United States District Court, W.D. Virginia, Harrisonburg Division

September 29, 2017

PRISON LEGAL NEWS, Plaintiff,
v.
NORTHWESTERN REGIONAL JAIL AUTHORITY, et al., Defendants.

          MEMORANDUM OPINION

          ELIZABETH K. DILLON UNITED STATES DISTRICT JUDGE

         This case involves constitutional challenges brought by publisher Prison Legal News (PLN) after materials it sent to prisoners at the Northwestern Regional Adult Detention Center (NRADC) were sent back to it at PLN's expense with a notation that they had been refused, per jail policy. The named defendants are the Northwestern Regional Jail Authority (NRJA), which runs NRADC, jail superintendent James F. Whitley, and Captain Clay Corbin.[1] Whitley was in charge of all operations at the jail and approved the policy that PLN challenges; Corbin was the jail officer tasked with implementing the policy. After this suit was filed, the parties engaged in settlement discussions. They subsequently provided to the court two consent decrees, both of which were entered by the court. Those orders effectively granted the injunctive relief sought by PLN in this suit.

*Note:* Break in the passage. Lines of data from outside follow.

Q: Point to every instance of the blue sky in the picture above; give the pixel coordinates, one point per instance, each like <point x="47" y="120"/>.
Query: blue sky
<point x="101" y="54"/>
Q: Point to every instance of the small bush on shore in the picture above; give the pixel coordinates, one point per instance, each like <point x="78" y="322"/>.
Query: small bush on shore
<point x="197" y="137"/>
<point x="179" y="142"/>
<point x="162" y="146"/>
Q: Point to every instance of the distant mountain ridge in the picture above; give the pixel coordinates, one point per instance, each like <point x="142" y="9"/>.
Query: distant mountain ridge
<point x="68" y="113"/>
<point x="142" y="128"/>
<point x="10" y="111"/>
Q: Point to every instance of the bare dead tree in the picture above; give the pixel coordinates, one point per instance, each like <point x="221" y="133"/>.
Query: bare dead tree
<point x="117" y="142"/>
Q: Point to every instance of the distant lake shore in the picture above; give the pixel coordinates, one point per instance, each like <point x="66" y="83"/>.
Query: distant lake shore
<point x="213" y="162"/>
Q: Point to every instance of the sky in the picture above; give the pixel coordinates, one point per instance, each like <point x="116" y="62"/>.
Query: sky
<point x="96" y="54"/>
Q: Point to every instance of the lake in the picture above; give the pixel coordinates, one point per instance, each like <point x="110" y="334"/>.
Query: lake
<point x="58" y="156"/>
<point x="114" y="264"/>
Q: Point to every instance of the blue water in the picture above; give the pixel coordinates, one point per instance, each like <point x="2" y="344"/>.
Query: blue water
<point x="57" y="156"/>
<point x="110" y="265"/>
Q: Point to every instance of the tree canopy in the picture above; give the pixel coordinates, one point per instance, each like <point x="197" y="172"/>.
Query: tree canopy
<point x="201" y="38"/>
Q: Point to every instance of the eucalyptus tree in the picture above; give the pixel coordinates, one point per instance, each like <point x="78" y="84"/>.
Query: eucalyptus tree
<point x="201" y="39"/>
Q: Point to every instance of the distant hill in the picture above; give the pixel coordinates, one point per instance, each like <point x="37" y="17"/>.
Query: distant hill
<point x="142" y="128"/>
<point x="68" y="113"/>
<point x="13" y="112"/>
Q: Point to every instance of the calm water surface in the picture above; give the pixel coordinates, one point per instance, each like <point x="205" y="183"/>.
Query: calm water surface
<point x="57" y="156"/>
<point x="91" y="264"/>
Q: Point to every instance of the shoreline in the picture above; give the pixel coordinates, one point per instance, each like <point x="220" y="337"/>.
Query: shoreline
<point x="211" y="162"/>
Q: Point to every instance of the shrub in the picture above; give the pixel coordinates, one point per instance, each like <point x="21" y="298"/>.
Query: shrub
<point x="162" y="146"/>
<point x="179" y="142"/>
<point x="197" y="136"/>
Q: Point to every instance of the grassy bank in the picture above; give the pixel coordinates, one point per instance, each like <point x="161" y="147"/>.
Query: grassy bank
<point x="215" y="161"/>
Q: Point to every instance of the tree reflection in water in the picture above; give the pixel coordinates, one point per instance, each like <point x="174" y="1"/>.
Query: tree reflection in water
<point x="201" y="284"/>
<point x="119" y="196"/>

         Now pending before the court are cross-motions for summary judgment, in which the parties disagree as to the remaining relief, if any, that the court should grant. The motions raise a number of distinct issues, including whether the prior consent decrees either establish legal liability or moot the requests for declaratory relief, whether the defendants are entitled to qualified immunity, whether the NRJA is entitled to Eleventh Amendment immunity, and whether, if the court were to reach the issue of damages, PLN is entitled to anything other than nominal damages. The motions are fully briefed and were argued before the court at a March 1, 2017 hearing. At the hearing, PLN conceded that Corbin is no longer an appropriate defendant because he was not the policy-maker and because the question of injunctive relief-for which he might have been a proper defendant-had been resolved. Thus, Corbin will be dismissed from the case per the agreement of the parties.

         For the reasons discussed below, the court will grant in part and deny in part both motions for summary judgment.

         I. BACKGROUND

         NRADC is a Virginia-accredited detention center. At the time of the depositions in this case, it housed approximately 650 prisoners, although the numbers have exceeded 725, and were as low as 550 when Whitley first began working there. Approximately twenty-five percent of the inmates are women.

         PLN, a project of the Human Rights Defense Center (HRDC), publishes a number of books and magazines which it sends to incarcerated persons along with materials published by others. The publications that are identified in the complaint as having been refused and sent back to PLN from NRADC are: (1) a monthly journal published by PLN titled Prison Legal News: Dedicated to Protecting Human Rights, which contains analysis and news on the topic of prisoners' rights; (2) a softcover book published by PLN titled The Habeas Citebook: Ineffective Assistance of Counsel (Habeas Citebook); and (3) a publication of the Southern Poverty Law Center, distributed exclusively by PLN, titled Protecting Your Health and Safety (PYHS), which explains the basic rights of U.S. prisoners with regard to abuse and various other health and safety-related issues.

         The complaint alleges that, from October 2014 through the filing of the complaint, all three of these publications were not delivered to PLN's intended recipients incarcerated at NRADC, in varying numbers and on various dates. Most were returned with a simple notation that they were refused per jail policy, although occasionally a publication was returned without any reason provided.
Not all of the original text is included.